Liaoning is one of the last bastions of the planned economy in China where SOEs still dominate. International cooperation had been restricted to small and medium-sized SOEs and private companies.

Large SOEs have previously been a minefield for foreign investors. Although there has been cooperation, foreign investors have never been allowed a majority share.

Now, according to Li, international investors may take full control.

"This is a positive policy. I believe it will help the region attract more foreign investment," said Edgar Hotard, board chairman of Monitor Group in China, an international consultancy.

Hotard praised the move, saying he believed the new policy would not only establish a model, but would also help speed up the development of the local economy.

About two months ago, the provincial government was taking bids on its 24 large-scale SOEs, but there were restrictions on some industries.

"This may seem a rather bold action - even today, when China has had its door open for more than two decades," said Liu Changjie, a freelance writer for the Economic Observer. "But I think this was a must for local governments."

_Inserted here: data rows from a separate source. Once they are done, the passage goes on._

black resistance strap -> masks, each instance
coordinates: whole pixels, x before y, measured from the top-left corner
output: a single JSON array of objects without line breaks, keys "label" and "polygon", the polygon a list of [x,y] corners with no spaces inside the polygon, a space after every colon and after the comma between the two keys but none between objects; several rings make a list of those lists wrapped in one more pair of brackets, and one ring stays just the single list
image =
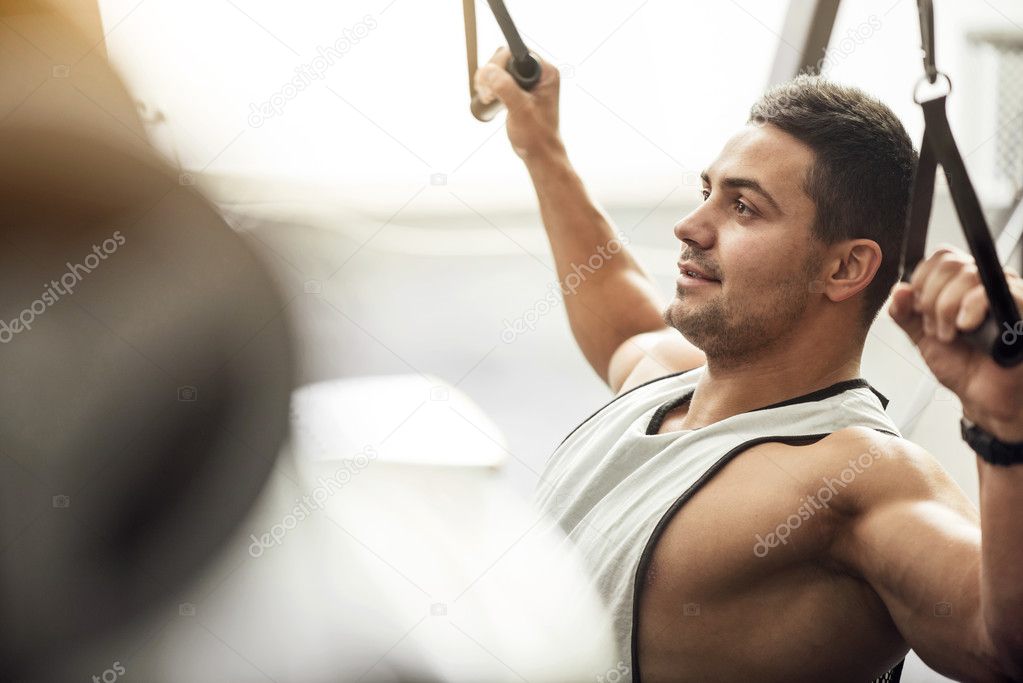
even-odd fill
[{"label": "black resistance strap", "polygon": [[1023,335],[1018,334],[1021,327],[1019,310],[1005,281],[1005,273],[998,260],[998,252],[980,208],[980,201],[948,123],[945,100],[952,92],[952,81],[938,71],[934,63],[934,11],[931,0],[917,0],[917,4],[923,38],[924,79],[933,85],[941,78],[946,87],[943,94],[922,99],[918,96],[920,86],[924,84],[922,79],[913,94],[914,101],[923,109],[924,136],[920,143],[920,160],[913,179],[913,194],[909,205],[902,281],[909,281],[913,269],[924,257],[934,197],[934,177],[940,165],[945,170],[952,203],[990,302],[984,322],[976,330],[965,334],[964,338],[972,346],[989,353],[999,365],[1018,365],[1023,362]]}]

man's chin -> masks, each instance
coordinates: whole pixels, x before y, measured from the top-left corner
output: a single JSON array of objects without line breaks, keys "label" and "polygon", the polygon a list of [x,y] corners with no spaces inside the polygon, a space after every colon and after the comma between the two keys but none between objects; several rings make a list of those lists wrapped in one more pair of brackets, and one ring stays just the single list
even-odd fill
[{"label": "man's chin", "polygon": [[675,298],[661,318],[668,327],[672,327],[694,346],[703,348],[715,335],[722,333],[725,323],[723,312],[714,306],[694,305],[691,301]]},{"label": "man's chin", "polygon": [[661,315],[661,318],[668,327],[674,327],[679,332],[682,332],[682,334],[685,334],[683,328],[688,327],[686,322],[688,318],[692,317],[692,315],[693,311],[691,310],[691,307],[676,297],[675,300],[668,304],[668,307],[664,309],[664,313]]}]

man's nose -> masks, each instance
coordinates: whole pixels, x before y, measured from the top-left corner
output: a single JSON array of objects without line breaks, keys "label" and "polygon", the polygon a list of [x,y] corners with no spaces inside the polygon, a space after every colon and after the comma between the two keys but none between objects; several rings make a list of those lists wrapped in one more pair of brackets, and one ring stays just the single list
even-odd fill
[{"label": "man's nose", "polygon": [[714,245],[716,230],[707,204],[701,204],[675,223],[675,237],[690,246],[707,250]]}]

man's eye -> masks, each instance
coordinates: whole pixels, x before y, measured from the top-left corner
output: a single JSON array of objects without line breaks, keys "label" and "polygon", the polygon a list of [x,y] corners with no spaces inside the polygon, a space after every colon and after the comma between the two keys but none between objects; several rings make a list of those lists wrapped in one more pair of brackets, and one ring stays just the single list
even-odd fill
[{"label": "man's eye", "polygon": [[736,199],[735,200],[735,207],[736,207],[736,210],[739,212],[739,215],[741,215],[741,216],[752,216],[753,215],[753,209],[749,208],[749,206],[747,206],[746,203],[744,201],[742,201],[741,199]]},{"label": "man's eye", "polygon": [[703,201],[710,199],[710,190],[700,190],[700,194],[703,195]]}]

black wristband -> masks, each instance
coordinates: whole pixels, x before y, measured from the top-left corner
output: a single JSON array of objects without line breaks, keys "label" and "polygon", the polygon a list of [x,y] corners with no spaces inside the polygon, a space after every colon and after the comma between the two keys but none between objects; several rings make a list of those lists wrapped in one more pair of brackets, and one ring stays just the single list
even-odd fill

Li Xiangping, an economist at the Liaoning Academy of Social Sciences, agreed. Most of the small and medium-sized SOEs had undergone reform in Liaoning, Jilin and Heilongjiang provinces of northeast China. The main problem, therefore, was how to reform large SOEs.

"It is hard to follow the same route (for the large SOEs) as the small ones, because this involves big money and a transition in the management system," Li said.

The purpose of the No 36 document, which the central government actually issued a month ago, is to help the industries in the Northeast attract more investment. To revive the region, the central government has provided more preferential policies for foreign companies that invest there.

It is a policy that will continue.

"We will adopt flexible policies and measures to attract overseas investors to make profits in Northeast China," said an official with the Office for Revitalizing the Old Industrial Base in northeast China under the State Council.

Even so, "there are two hurdles that hold back large-scale SOE reform," said Lin Muxi, chief of business school from local Liaoning University. "One is debt, and the other is redundant staff. Now the document frees them from these bonds."